Jones gets ȳ = 519.5, with se = 10.0. Smith gets ȳ = 519.7.

Answer 5

#Test statistic for Jones:

ybar5a <- 519.5
n5 <- 1000
a5 <- 500
se5 <- 10.0

t5a <-(ybar5a-a5)/(se5)

t5a
[1] 1.95
#Test statistic for Smith:

ybar5b <- 519.7
n5 <- 1000
a5 <- 500
se5 <- 10.0

t5b <-(ybar5b-a5)/(se5)

t5b
[1] 1.97
#For Jones' results:

pval5a <- pt(1.95, 999, lower.tail = FALSE) * 2

pval5a
[1] 0.05145555
#For Smith's results:

pval5b <- pt(1.97, 999, lower.tail = FALSE) * 2

pval5b
[1] 0.04911426

Hypothesis tests tell us that if the p-value < α, we reject H0 and if p-value ≥ α, we do not reject H0. Given this general statistical guidance, only Smith’s results would be considered “statistically significant”.

Question 6

Are the taxes on gasoline very high in the United States? According to the American Petroleum Institute, the per gallon federal tax that was levied on gasoline was 18.4 cents per gallon. However, state and local taxes vary over the same period. The sample data of gasoline taxes for 18 large cities is given below in the variable called gas_taxes.

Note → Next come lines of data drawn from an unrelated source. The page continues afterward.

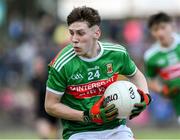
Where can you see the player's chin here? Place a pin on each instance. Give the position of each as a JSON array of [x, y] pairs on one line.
[[79, 53]]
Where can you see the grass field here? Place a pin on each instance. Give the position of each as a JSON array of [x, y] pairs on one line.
[[147, 133]]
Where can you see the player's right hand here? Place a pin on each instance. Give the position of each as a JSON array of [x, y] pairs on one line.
[[99, 113]]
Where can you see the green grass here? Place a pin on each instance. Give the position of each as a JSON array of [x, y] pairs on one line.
[[143, 133], [157, 133]]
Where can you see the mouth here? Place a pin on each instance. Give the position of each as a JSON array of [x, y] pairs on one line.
[[77, 49]]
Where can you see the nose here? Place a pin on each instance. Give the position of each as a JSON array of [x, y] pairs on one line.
[[75, 39]]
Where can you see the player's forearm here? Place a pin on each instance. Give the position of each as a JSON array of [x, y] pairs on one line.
[[60, 110], [140, 81]]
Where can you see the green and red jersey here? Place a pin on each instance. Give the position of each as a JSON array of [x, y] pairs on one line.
[[164, 62], [83, 81]]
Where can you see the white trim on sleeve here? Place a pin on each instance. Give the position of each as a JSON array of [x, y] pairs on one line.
[[54, 91], [132, 73]]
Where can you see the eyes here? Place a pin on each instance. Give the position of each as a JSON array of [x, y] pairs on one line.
[[78, 32]]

gas_taxes <- c(51.27, 47.43, 38.89, 41.95, 28.61, 41.29, 52.19, 49.48, 35.02, 48.13, 39.28, 54.41, 41.66, 30.28, 18.49, 38.72, 33.41, 45.02)

Answer

To answer whether there is enough evidence to conclude at a 95% confidence level that the average tax per gallon of gas in the US in 2005 was less than 45 cents, we need to use a left-tailed t-test. We will use the sample data in the variable “gas_taxes” in the t.test function. We know that the t.test() function uses the 95% confidence interval as a default, but it also uses a two-sided test as the default, so we need to provide the alternative argument “less”, indicating a left-sided test.

gas_taxes <- c(51.27, 47.43, 38.89, 41.95, 28.61, 41.29, 52.19, 49.48, 35.02, 48.13, 39.28, 54.41, 41.66, 30.28, 18.49, 38.72, 33.41, 45.02)

t.test(gas_taxes, alternative = "less")

    One Sample t-test

data:  gas_taxes
t = 18.625, df = 17, p-value = 1
alternative hypothesis: true mean is less than 0
95 percent confidence interval:
     -Inf 44.67946
sample estimates:
mean of x 
 40.86278 

This t-test gives us a confidence interval of [inf - 44.67946]. Since the confidence interval includes amounts that are all less than 45 cents, we have enough evidence to conclude that, at that confidence level, the average tax was less than 45 cents.